Now the woman was standing next to the man. He put his arm around her. “Forgive my wife,” he said. “The farmhouse belonged to our son and his wife. They took in a family of Jews two years ago, sheltered them. The Nazis found out and shot them all. They said we should think ourselves lucky they let us have the farm.”
Then the man’s eyes grew heavy; he blinked to hold back his tears.
Asher looked at the woman. “I’m sorry,” he said. “Really.”
She nodded and said, “Me too, but thank you.”
“Anyway,” the man said, “we’re old now. It hardly matters. We’ll protect you, and if it kills us . . . so be it.” He shrugged. “Not that we won’t fight.”
Back at the camp, Mykhail had listened from his cocoon to the fires burning themselves out and the shouts turning to talk. He knew he’d probably slept but couldn’t be sure, his mind having hopped from reality to nightmare and all stages in between. But he would starve if he stayed in the engine room.

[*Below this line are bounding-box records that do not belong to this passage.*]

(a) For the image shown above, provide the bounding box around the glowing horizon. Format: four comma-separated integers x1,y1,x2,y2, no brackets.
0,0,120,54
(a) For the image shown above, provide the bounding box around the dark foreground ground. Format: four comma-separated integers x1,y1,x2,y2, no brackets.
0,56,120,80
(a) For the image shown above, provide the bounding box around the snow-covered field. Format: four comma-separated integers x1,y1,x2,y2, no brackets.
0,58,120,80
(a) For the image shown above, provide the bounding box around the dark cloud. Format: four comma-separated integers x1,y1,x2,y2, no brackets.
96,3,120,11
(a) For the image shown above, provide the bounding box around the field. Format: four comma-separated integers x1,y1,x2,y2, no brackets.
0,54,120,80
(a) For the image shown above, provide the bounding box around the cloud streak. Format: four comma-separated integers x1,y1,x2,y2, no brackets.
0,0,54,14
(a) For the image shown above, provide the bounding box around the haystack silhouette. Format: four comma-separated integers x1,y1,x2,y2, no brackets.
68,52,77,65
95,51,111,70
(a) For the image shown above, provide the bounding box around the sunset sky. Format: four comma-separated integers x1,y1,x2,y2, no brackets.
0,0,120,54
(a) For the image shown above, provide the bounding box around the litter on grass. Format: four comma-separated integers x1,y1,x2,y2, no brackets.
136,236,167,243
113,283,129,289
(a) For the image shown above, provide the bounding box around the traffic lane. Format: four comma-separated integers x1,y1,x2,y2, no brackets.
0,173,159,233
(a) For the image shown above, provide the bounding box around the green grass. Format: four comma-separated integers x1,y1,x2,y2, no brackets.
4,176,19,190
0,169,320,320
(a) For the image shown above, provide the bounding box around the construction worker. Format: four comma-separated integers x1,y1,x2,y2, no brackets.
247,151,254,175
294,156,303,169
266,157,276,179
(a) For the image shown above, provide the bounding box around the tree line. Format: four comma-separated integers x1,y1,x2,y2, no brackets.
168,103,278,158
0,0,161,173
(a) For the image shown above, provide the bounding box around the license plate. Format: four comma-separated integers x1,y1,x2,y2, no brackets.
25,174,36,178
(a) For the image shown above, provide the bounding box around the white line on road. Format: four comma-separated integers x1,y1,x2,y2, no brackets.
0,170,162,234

The first things he saw on removing the barricades and opening the door were rifles pointed at him. As one guard searched him for weapons, he cast his eyes over the scenes of the prisoner uprising. Dead bodies—a mix of guards, prisoners, and fellow Trawnikis—were strewn about. Blood tainted the earth everywhere. Most of the buildings still smoldered, smoke lazily drifting above. It was so quiet compared to what he’d heard during the revolt.

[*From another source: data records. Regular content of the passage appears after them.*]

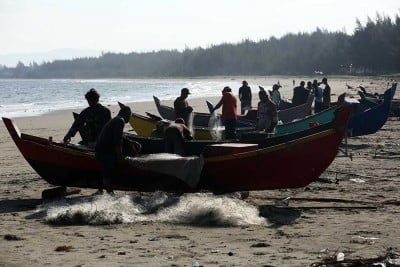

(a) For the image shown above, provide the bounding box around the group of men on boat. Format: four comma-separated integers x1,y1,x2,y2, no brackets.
63,78,330,194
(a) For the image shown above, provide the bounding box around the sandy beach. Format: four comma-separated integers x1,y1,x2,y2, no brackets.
0,77,400,266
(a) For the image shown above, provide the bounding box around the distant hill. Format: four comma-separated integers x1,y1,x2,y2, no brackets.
0,48,102,68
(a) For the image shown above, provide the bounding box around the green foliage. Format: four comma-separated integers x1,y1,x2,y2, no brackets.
0,14,400,78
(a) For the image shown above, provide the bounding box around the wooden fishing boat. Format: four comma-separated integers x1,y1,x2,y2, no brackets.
358,85,400,117
130,94,345,140
3,104,349,193
125,103,350,156
153,94,314,127
348,83,397,136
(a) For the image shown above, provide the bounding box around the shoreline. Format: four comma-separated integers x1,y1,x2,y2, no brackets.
0,76,400,266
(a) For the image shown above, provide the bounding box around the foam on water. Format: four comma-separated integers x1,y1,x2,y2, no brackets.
0,79,242,117
43,192,266,226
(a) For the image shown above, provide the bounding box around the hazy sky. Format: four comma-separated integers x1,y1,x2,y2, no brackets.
0,0,400,64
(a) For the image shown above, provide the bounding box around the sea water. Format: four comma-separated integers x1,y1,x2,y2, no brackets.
42,192,266,226
0,79,245,118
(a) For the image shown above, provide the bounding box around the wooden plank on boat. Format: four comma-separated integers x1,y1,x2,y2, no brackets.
203,143,258,157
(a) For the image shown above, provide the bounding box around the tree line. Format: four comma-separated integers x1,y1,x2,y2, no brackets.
0,14,400,78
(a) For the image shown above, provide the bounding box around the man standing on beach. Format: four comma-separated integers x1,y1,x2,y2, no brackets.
292,81,310,106
64,88,111,147
239,81,251,115
211,86,237,139
174,88,193,125
95,103,132,195
321,77,331,109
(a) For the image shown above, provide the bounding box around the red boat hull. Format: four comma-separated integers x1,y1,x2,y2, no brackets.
3,104,350,192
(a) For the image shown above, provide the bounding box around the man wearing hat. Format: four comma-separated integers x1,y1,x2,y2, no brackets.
64,88,111,147
211,86,237,139
321,77,331,109
174,88,193,125
271,84,282,109
95,103,134,195
239,81,251,115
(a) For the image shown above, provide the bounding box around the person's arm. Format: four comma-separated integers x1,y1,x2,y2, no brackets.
63,109,87,143
211,97,223,113
183,125,193,140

“Did you know anything about the prisoners’ plans?” the guard asked him.
Mykhail shook his head.
The guard briefly spoke with his superior, then turned back to Mykhail. “You have to clear up,” he said.

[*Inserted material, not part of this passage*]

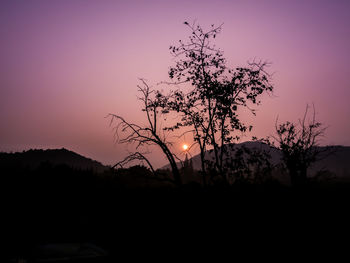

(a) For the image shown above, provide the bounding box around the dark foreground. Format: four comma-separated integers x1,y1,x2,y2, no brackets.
1,167,350,262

Mykhail nodded. Whether he understood or agreed or was just relieved not to be shot, he wasn’t quite sure.
Over the next few days he worked all the daylight hours. People who had been shot in the uprising were divided into two: bodies of guards were shipped out for a proper burial; those of the prisoners simply added to the mass of bodies. With no prisoners, it was left to the Trawnikis and guards to do the dirty work. Prisoners who had been shot, prisoners who had been recently gassed, and exhumed bodies all had to be dragged away and loaded onto the enormous pyres. The men scattered the resulting ashes far and wide, digging them into the sand and earth. They weren’t told why they were doing this, but they all knew because they’d heard the rumors: the Soviet troops were advancing, and the Germans wanted to cover up what had been happening. They were even told to dismantle and destroy what remained of the camp buildings, effectively erasing all traces that it ever existed—bodies, buildings, records, everything.